Second Sight
by Catherine Rain
It was so long ago that I rarely recall it nowadays, but I remembered it at the last minute. I don't think it changed my decision, but I did find it fitting somehow.
I was only ten years old, and I did not see my baby sister as yet any more than a nuisance. She would cry about things that made no sense to want, and she never wanted what she had. The adults said that all babies do these things, so I merely thought that babies were nuisances. I did not like having a little sister.
One very ordinary day, she was wailing about wanting a cardboard box, up on the entryway table, which she could not get herself. She could walk, but in no way could she climb. I remember thinking how stupid it was for her to want a box, which wasn't for her and probably had some grown-up things in it. Father used to leave boxes on the entryway table all the time, but they were full of odd little widgets, or else full of dense boring books. I could have guessed it was uninteresting, and that Odessa was just making a big fuss out of wanting it because she didn't have it. So I refused to get it for her just to be contrary.
Eventually, though, she flew into a full-blown tantrum, and I knew that if Mother got wind of this she'd think I wasn't taking care of my sister properly. So I gave in and got down the box for her to open, thinking she'd lose interest right away. But I was wrong. The box contained a beautiful porcelain doll, with real hair and delicate clothing. It was the prettiest toy I'd ever seen.
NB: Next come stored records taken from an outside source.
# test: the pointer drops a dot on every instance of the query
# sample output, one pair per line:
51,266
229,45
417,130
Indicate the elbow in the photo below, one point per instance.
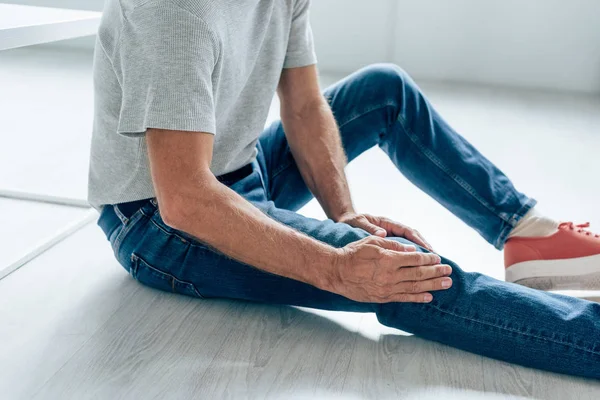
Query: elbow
181,208
172,214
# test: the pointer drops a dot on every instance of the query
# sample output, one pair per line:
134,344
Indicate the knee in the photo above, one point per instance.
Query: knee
388,78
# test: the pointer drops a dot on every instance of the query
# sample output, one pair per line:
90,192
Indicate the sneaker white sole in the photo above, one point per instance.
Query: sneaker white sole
571,274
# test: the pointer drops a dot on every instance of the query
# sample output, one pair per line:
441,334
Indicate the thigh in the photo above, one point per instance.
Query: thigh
364,105
161,257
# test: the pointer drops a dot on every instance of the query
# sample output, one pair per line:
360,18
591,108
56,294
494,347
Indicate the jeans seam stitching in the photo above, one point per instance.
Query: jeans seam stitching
355,116
159,271
126,229
456,178
513,222
177,236
518,332
121,216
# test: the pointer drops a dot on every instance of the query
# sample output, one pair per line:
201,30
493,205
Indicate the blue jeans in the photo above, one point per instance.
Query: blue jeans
380,105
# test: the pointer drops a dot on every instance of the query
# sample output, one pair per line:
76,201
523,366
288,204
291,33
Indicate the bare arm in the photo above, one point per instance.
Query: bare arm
192,200
314,140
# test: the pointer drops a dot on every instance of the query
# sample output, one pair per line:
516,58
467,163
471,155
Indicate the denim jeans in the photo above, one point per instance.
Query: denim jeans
380,106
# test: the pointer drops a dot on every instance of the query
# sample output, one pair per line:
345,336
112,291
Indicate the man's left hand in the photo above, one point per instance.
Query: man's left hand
383,227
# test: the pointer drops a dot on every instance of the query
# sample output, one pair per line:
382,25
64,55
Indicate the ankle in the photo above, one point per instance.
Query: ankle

And that was when it happened-- a complete shift in sight. Suddenly I saw myself as if I were her, looking up at the box and thinking it might hold something wonderful and strange. I didn't know about the widgets and the grown-up books, because I was just a baby. But I knew that good things came in boxes, and that sometimes boxes were for me, and I just had to look to find out. I saw what Odessa must have seen. I know it sounds like such a minor thing, but I had never seen it before. Suddenly it made sense why she would demand something so pointless: to her, the demand had a point.
I think she became a person to me that day. And afterward, I wanted to help her. I promised her, though I think she was too little to understand, that I would get her whatever she needed. Oh, it was a bad promise to make, but I was a child and I didn't yet know the consequences when another person sees things differently. I only knew that she could think and feel things that I might not be able to see.
I no longer considered my promise binding as an adult. How could I, once I better understood? But when I ordered the final strike, I did remember...
Author's Note: This was written for K'Arthur, who asked me to write something about Mathiu and Odessa as kids.